Holstein Kiel im Gegner-Check: Kühlköpfe mit warmem Nest

Foto: Imago Images

Nach einem furiosen Auftakt heißt es für den 1. FC Kaiserslautern nun, im Zweitliga-Alltag zu bestehen. Die Kieler Störche flogen vergangene Saison nur auf halber Höhe. Jetzt startete der nächste FCK-Gegner vielversprechend, mit einem 2:2 bei Absteiger Fürth.
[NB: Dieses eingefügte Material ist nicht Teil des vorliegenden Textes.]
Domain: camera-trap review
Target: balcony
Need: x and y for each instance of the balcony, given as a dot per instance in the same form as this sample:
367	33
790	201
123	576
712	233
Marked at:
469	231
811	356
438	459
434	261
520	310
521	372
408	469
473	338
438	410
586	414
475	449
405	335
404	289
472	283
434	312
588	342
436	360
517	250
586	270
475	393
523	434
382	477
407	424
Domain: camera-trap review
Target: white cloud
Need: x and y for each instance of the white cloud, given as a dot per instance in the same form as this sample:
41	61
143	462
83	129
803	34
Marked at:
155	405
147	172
Die Unaufgeregten: DFB-Pokal-Halbfinale erreicht, auf dem Weg dahin die Bayern rausgeworfen, es in der Liga die Aufstiegsrelegation geschafft, am 1. FC Köln aber trotz Hinspiel-Sieg gescheitert - die Saison 2020/21 lief für Kiel überragend. 2021/22 dagegen: nur Platz 9. Und? Riskieren die Störche jetzt was, um wieder zum Höhenflug ansetzen zu können? I wo. Aktionismus ist nichts für Sportchef Uwe Stöver. Kaum Kaderbewegungen im Sommer. Für den nach Hannover abgewanderten Phil Neumann kam der Schalker Timo Becker. Der aus Luzern zurückgeholte Ex-Gladbacher Marvin Schulz war zum Saisonauftakt bei der SpVgg Fürth (2:2) nur 23 Minuten im Einsatz. Nix Neuaufbau, nix Umbruch. Der einstige FCK-Manager Stöver setzt auf langen Atem statt auf Hyperventilieren. Investiert wird in Kiel, wenn überhaupt, in Infrastruktur.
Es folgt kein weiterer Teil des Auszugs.